# Auger Engagement Lock stuck in place



## Brother_Ent (Jan 8, 2022)

Husqvarna ST 224

When holding down the Drive engagement along with the Auger engagement there is suppose to be a metal piece that locks it down.

Right now the engagement lock on the auger side is stuck in the locking place. Pressing the drive lever down does not move the engagement lock anymore.

It appears they are linked via cable but I dont see an issue with the cable or anything else between the two.

Can I get any help as to what may be the cause of this?


----------



## BullFrog (Oct 14, 2015)

Hi and welcome to SBF.

The ST 224 has been around for a while and over the years a few things have changed in their design. Can you give the model and serial number found on the ID plate and/or photo of where the problem might be. Perhaps someone will recognize what's missing or out of place.


----------



## dr bob (Dec 12, 2015)

Is the machine sitting outside in sub-freezing conditions? I had an issue with water gathered in that little cross-cable freezing and maintaining the latching hook under tension. Mine normally lives in a CC garage, so no problems appeared until I was out for a bit and the water in there froze.

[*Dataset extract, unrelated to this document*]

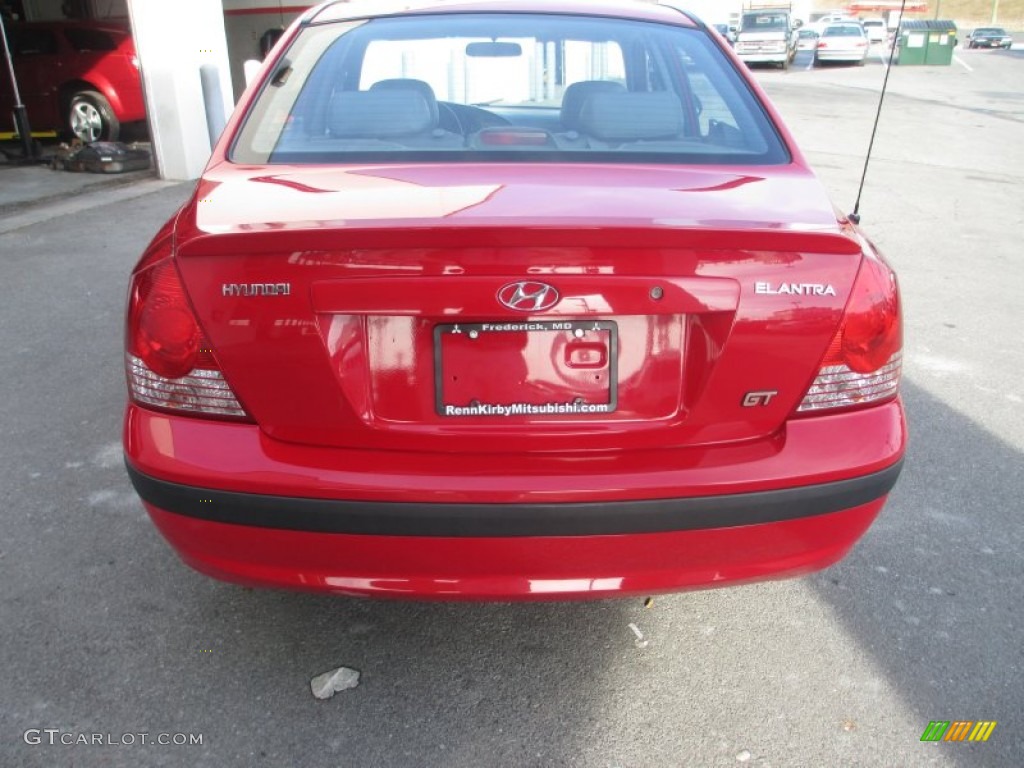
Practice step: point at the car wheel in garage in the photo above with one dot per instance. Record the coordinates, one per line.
(91, 119)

Solution: Thawed it out (easy in that CC garage workshop). Disconnected the cable right side, and dropped the end of the cable housing to let any water in there fall out. Follow the water with WD40 ("Water Displacer 40"), and follow that with a little spray silicone lube. Then double-checked the little fittings on the ends that are supposed to keep water out of the cable casing... Grease will do that sort of, in a pinch. Anyway, reconnected the cable, lubed the little hooked arm where it latches over the pin on the right handle, and called it good. That was a couple seasons ago, no further issues.


----------



## Brother_Ent (Jan 8, 2022)




----------



## Brother_Ent (Jan 8, 2022)

dr bob said:


> Is the machine sitting outside in sub-freezing conditions? I had an issue with water gathered in that little cross-cable freezing and maintaining the latching hook under tension. Mine normally lives in a CC garage, so no problems appeared until I was out for a bit and the water in there froze.

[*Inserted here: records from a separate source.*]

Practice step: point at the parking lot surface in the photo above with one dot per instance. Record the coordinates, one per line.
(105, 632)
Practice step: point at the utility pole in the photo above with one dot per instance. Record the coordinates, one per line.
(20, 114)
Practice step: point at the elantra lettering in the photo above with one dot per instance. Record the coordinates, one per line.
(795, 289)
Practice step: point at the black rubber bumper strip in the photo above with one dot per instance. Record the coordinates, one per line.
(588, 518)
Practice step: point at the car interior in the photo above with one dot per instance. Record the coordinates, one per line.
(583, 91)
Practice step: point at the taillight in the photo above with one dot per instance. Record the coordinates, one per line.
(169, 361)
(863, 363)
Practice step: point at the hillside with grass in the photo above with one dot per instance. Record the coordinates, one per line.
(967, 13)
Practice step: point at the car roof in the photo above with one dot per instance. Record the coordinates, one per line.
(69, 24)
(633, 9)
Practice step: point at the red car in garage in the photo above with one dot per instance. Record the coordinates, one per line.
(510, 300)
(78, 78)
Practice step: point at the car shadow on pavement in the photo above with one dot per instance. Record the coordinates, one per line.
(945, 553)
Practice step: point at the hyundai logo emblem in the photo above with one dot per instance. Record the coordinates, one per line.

I keep mine out of the weather but it has always been in sub-zero temps. I thought maybe that it could have been frozen as well at first but I tested the mechanism when we had a 3 day spurt of plus 5-10(c) temps and I had the same issue.


----------



## dr bob (Dec 12, 2015)

Brother_Ent said:


> I keep mine out of the weather but it has always been in sub-zero temps. I thought maybe that it could have been frozen as well at first but I tested the mechanism when we had a 3 day spurt of plus 5-10(c) temps and I had the same issue.

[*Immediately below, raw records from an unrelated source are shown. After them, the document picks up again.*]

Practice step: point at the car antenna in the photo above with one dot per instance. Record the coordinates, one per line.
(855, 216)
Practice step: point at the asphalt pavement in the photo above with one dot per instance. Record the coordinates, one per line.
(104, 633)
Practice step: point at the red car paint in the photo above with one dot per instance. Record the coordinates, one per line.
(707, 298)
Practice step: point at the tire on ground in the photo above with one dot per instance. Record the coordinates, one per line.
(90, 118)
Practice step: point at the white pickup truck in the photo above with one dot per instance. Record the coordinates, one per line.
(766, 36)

You can pretty easily watch to see if that little hook moves back and forth as you operate the auger drive handle. The little button/post that the hook latches over is supposed to be lubricated. I'll speculate that wear would deepen the hook, and leave it maybe a little less willing to release. The actual mechanism for the interlock cable and the hook is amazingly simple, and easy to remove, dry out, lubricate or replace pieces, reinstall.


----------



## distrbd (Dec 8, 2021)

Thanks for the tip dr bob, that little hook in my st224 was starting to not release but since the machine is new I thought there had to be a simpler reason for it and sure enough all it needed was a bit of white lithium grease . now it is working as it should.


----------